Mis reflexiones sobre la pandemia

Fue a partir de ese momento cuando el miedo, y con él la reflexión empezaron.

Albert Camus, la peste.

Era 31 de diciembre de 2019 y se acercaban las 12 a.m.; momento en el cuál, se daría paso al primero de enero del 2020. La celebración de año nuevo fue muy alegre, rodeada de mis seres queridos, se presentaba ante mí un nuevo año, que, como todos, me planteaba desafíos y expectativas, lejos estaba yo de imaginar cuales serían estos desafíos y aprendizajes.

El 30 de enero de 2020 la OMS declaró al covid 19 como una emergencia de salud pública y de preocupación internacional; mas adelante, el 11 de marzo del mismo año se declararía el coronavirus como una pandemia mundial. Colombia no fue la excepción y el país se vio sometido a todas las restricciones colectivas debido al virus, incluida la cuarentena y el trabajo en casa. Allí empieza, para mí, como dijo Camus: “el miedo y la reflexión”.

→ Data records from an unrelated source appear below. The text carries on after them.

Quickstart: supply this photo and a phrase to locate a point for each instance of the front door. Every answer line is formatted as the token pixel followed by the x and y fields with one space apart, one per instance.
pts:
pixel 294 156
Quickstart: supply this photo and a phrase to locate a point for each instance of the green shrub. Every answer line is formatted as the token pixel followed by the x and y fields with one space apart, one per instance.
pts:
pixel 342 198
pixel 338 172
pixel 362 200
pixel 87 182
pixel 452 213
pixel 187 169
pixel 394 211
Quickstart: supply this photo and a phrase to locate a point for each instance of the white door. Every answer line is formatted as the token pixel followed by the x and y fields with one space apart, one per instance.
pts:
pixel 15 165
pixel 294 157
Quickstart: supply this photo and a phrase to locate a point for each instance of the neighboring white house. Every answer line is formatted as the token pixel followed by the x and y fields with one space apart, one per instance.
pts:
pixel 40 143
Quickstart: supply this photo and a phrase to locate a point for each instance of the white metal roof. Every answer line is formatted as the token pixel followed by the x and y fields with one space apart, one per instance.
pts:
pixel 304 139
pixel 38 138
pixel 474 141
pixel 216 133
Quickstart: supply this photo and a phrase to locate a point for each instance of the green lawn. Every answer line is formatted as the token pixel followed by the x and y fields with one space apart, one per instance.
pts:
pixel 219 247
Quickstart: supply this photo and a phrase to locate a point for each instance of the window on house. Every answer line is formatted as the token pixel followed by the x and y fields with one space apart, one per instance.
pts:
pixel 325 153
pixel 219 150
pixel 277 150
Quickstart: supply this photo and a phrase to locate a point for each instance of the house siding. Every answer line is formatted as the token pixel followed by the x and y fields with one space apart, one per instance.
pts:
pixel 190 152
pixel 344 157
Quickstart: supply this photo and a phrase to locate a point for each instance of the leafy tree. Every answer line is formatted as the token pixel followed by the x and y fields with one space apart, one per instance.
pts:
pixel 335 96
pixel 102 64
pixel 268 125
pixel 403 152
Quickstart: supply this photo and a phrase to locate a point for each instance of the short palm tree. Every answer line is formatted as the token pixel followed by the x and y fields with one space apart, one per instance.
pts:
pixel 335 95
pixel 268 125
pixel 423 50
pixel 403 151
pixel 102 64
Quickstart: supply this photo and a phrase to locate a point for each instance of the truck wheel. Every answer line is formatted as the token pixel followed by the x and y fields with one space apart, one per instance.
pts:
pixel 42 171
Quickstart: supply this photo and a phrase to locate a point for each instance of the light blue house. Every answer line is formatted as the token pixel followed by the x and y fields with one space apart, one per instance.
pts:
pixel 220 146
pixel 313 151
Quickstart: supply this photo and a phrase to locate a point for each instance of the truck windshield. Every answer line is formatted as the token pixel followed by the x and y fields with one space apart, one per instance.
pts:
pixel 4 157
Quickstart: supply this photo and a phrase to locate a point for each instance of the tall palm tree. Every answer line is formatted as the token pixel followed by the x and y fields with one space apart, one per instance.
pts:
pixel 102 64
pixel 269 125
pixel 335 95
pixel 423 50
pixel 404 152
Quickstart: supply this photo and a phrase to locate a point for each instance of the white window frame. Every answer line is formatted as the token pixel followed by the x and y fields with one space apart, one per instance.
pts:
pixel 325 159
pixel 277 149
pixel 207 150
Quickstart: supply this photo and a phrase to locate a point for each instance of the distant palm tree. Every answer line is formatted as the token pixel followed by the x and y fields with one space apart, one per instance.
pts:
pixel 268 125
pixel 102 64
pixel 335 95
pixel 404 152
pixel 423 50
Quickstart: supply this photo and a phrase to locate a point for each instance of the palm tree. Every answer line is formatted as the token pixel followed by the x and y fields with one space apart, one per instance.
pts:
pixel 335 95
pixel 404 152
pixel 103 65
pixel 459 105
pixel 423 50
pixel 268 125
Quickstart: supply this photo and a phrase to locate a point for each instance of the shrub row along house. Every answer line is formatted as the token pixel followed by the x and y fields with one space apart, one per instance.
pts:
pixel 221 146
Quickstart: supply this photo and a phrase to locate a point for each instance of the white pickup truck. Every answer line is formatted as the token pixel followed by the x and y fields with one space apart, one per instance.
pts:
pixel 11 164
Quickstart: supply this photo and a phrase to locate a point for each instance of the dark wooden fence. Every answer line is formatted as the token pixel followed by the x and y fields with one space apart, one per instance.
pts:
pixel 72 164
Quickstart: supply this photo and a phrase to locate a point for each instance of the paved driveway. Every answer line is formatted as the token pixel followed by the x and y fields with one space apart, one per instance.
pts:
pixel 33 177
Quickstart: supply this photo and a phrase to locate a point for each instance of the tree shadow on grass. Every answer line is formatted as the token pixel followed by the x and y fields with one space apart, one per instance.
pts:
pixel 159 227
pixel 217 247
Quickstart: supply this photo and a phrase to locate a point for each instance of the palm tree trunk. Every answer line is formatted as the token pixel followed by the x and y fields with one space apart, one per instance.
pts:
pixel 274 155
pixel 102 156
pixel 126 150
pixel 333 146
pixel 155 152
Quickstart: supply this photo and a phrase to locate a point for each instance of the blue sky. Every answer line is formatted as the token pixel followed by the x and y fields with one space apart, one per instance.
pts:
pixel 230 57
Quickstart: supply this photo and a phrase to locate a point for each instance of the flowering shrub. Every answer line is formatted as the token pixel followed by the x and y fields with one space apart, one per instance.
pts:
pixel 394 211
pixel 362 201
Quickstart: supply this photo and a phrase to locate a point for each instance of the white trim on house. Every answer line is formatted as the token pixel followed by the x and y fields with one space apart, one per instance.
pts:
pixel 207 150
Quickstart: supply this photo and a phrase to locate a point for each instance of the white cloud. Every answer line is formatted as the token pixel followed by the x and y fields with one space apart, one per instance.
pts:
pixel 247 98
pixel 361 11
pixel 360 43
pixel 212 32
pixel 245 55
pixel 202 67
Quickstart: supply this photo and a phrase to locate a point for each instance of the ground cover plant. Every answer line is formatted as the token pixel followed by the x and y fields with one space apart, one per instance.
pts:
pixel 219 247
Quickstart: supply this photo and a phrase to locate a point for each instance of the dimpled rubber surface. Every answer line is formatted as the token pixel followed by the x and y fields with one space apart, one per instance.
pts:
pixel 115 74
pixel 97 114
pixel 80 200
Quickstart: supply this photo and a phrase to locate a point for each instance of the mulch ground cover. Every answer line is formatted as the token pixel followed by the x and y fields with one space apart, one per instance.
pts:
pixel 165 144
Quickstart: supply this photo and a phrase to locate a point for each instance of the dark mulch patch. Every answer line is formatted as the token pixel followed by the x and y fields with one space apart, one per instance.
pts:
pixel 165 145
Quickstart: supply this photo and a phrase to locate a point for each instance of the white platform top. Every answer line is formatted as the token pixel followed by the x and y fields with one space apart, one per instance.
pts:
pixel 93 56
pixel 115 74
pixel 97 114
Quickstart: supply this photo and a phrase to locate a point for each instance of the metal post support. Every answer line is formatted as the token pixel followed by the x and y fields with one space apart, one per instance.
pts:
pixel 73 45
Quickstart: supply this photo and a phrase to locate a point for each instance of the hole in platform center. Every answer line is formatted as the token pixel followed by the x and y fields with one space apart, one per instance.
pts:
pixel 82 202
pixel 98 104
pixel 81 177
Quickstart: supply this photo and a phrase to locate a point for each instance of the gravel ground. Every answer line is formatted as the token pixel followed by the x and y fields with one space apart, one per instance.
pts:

La gama de emociones que atravesé durante el confinamiento fue bastante amplia, miedo a contraer el virus, a que las personas más vulnerables de mi familia (mamá, tías) lo tuvieran y murieran. Aburrimiento, me encanta salir y hacer vida social, pero de repente la vida se hizo terriblemente monótona, todo en un mismo lugar: la casa, se convirtió en el aula de clase, en el gym, en la cafetería, etc., todo se realizaba desde un mismo lugar. Angustia, de no saber qué iba a pasar, y esta se incrementaba pues me pasaba horas viendo noticias y horrorizándome ante el aumento de los casos. Incertidumbre, porque si de algo me hizo muy consciente el tiempo de cuarentena es lo mal que manejo las situaciones inciertas.

Pero bueno, no todo fue malo, el tiempo de cuarentena y pandemia me ha dejado unos aprendizajes valiosos para mi vida; por ejemplo, decir con mas frecuencia te quiero, me haces falta; no dar por hecho los afectos y personas. También, aprender a manejar la incertidumbre, aceptar (y fue algo muy difícil para mí) que hay cosas que no puedo controlar y que debo confiar en lo que la vida va presentando.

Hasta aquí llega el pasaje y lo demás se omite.